Updated by Viacheslav Dubeyko 2 months ago
Third version of the patch has been sent to community for review:
https://lore.kernel.org/ceph-devel/20251113223623.508000-2-slava@dubeyko.com/T/#u
Updated by Viacheslav Dubeyko 2 months ago
- % Done changed from 90 to 100
Patch has been applied on testing branch [1]:
commit b33c978f260a00c749f865a7d682f7ea4603cc58 (HEAD -> testing, origin/testing)

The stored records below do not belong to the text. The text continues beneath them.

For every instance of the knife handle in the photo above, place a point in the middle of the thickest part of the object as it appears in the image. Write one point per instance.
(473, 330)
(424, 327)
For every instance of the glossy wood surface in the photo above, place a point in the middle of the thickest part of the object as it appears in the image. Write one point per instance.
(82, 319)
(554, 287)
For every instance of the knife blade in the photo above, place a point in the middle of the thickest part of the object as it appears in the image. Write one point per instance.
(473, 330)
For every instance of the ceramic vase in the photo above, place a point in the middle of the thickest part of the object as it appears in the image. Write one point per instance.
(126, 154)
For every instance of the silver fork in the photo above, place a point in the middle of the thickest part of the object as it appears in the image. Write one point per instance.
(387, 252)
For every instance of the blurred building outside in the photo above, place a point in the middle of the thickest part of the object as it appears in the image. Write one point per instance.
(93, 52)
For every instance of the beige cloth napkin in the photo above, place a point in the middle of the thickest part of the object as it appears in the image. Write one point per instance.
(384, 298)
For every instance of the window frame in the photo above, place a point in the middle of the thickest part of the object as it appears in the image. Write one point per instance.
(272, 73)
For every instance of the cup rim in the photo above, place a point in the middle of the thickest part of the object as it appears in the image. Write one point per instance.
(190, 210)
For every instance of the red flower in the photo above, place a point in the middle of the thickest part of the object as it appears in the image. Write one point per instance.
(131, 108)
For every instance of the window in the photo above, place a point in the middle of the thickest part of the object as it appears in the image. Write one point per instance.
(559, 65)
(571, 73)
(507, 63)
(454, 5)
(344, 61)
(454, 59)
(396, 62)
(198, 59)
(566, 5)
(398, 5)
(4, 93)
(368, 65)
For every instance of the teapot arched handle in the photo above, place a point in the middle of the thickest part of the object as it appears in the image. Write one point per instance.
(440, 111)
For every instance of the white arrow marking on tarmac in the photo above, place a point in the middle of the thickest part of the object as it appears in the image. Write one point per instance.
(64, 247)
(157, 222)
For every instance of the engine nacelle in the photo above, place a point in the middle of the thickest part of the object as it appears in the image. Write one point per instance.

Author: Viacheslav Dubeyko <Slava.Dubeyko@ibm.com>
Date: Thu Nov 13 14:36:24 2025 -0800
Updated by Viacheslav Dubeyko about 2 months ago
- Status changed from Fix Under Review to Resolved
Patch has been sent to upstream.
Updated by Ater Fax about 2 months ago
Thanks for the update on progress and for the patch. Happy Thanksgiving if you're US based!
Updated by Viacheslav Dubeyko about 2 months ago
Ater Fax wrote in #note-41:
Thanks for the update on progress and for the patch. Happy Thanksgiving if you're US based!
Thanks. I am enjoying by Thanksgiving. :) Happy Thanksgiving to you too.